Теперь Арно прочувствовал, что значит «наблюдать свысока»: внизу, прямо под ними, черно-белые шеренги, собравшись у вовсю палившей батареи, пытались отразить атаку сразу с двух сторон. Враги лезли и в лоб, и сбоку, грозя размазать обороняющихся по крутым каменистым склонам, а центр то ли не мог, то ли не считал нужным помочь.
– Дриксы отрезали правый фланг Варзова, а центр и левый фланг потеснили, – Валентин все еще мог выражаться по-человечески, Арно уже не очень. – И там, и там наши пока держатся, но теперь вопрос лишь во времени. Отрезанных уничтожат, а остальных погонят дальше по дороге.
– Кляча твоя несусветная!
– Отнюдь не кляча, – Придд упер трубу в колено, – но именно твоя, и не менее примечательная, чем всадник. Арно, тебе придется добраться до маршала. Именно тебе – другому вряд ли поверят.
– Полезно иметь в братцах Леворукого!
– Вне всякого сомнения. Доложишь о нашем подходе и о том, что мы атакуем прямо сейчас. Я пройду найденной «фульгатами» промоиной и ударю по тем, кто обходит правый фланг. Выбора нет – у нас лишь одна тропа, выводящая в пригодное для атаки место. Если нашу атаку поддержат, шансы на успех несколько возрастут, но прорваться и вывести окруженных я попробую в любом случае. Отходить будем или на соединение с центром, или назад, в холмы, сейчас не угадать.
– Тогда удачи тебе!
– Постой. Ты не забыл, что там Йоганн?
– Забыл, но ты напомнил. Передать от тебя Ульриху-Бертольду изъявления глубокого и искреннего уважения?
– Передай, что полковник Придд в меру сил и пока не слишком большого опыта попытается повторить то, что удалось сделать у Болотного.
– Одно другого не исключает!
– Несомненно, но я прошу тебя передать именно в таких выражениях.
Просит он…
– Приложу все усилия, чтобы наилучшим образом исполнить твою… Ты не зарывайся только!
– Я тоже приложу, – Придд почти улыбнулся. – Не знаю, сколько еще горников-разведчиков здесь бродит и бродит ли, но повторения казуса на Мельниковом нам не нужно.
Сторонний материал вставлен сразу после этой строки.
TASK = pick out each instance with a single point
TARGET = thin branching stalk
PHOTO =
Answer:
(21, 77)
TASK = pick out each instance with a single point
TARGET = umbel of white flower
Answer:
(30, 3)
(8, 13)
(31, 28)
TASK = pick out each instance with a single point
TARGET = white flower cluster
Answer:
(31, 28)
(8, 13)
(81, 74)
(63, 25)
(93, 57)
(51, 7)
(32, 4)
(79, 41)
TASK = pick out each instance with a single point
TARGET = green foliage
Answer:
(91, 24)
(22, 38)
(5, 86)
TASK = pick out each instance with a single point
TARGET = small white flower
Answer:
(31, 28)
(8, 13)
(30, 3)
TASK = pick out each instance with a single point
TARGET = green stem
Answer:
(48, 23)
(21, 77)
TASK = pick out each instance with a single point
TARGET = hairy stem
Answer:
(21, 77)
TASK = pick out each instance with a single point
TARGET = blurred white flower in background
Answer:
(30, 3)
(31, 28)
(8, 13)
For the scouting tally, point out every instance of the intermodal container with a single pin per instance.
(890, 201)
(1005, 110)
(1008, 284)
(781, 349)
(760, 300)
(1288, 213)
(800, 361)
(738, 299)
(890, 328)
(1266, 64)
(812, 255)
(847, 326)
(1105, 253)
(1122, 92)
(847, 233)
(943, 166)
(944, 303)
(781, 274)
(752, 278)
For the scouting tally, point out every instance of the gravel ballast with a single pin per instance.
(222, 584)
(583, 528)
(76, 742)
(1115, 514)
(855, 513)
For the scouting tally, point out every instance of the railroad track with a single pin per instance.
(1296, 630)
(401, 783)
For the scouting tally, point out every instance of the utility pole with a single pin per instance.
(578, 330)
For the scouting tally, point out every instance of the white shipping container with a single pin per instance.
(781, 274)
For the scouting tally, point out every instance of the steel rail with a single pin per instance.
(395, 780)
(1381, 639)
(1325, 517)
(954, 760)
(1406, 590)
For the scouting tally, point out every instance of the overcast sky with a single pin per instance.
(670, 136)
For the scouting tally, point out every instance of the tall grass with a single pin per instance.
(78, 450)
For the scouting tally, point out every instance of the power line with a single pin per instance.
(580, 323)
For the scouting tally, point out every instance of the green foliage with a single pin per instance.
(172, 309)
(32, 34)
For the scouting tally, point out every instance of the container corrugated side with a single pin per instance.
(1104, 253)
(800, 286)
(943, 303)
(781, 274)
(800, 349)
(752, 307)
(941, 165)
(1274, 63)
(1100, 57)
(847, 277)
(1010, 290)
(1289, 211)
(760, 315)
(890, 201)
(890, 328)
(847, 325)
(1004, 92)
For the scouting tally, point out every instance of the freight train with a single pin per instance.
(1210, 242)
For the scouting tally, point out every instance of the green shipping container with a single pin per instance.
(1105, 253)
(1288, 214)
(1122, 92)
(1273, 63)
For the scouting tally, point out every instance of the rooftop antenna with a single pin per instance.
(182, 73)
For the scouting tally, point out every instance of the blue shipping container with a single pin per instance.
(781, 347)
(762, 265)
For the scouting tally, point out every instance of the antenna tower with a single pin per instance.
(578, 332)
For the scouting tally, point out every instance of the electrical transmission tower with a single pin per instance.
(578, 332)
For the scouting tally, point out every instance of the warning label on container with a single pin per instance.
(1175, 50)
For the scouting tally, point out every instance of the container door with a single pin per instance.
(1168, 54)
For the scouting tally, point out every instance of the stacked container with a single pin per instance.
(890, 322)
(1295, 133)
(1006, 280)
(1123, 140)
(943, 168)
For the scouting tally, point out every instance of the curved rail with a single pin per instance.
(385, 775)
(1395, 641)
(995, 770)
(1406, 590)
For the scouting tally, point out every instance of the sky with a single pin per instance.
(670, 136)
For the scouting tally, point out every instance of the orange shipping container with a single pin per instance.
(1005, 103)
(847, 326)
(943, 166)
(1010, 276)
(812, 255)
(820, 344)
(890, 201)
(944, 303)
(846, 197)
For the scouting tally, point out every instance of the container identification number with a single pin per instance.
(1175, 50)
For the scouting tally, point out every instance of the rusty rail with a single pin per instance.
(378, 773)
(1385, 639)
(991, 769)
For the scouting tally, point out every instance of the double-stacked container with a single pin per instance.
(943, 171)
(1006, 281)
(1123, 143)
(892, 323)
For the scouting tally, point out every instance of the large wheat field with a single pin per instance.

С тобой идет пятерка Раньера, на здешних осыпях кони «фульгатов» от Кана отстать не должны.
– Отстанут – ждать не буду, – что бы такое сказать на прощаньице? О! – Живи!
Теперь махнуть рукой и, опередив ответ, опрометью вниз, где нетерпеливо переступает с ноги на ногу Кан. Умнице и красавцу не довелось поучаствовать в последней драке лично, но завестись от хозяина, от пороховой гари и артиллерийской стрельбы мориск успел и теперь желал действовать: скакать, прыгать, а еще лучше – драться. «Фульгаты» не приплясывали, но и не мешкали: разговор у обрыва и брызнувший из-под копыт щебень разделяли пара минут, не больше.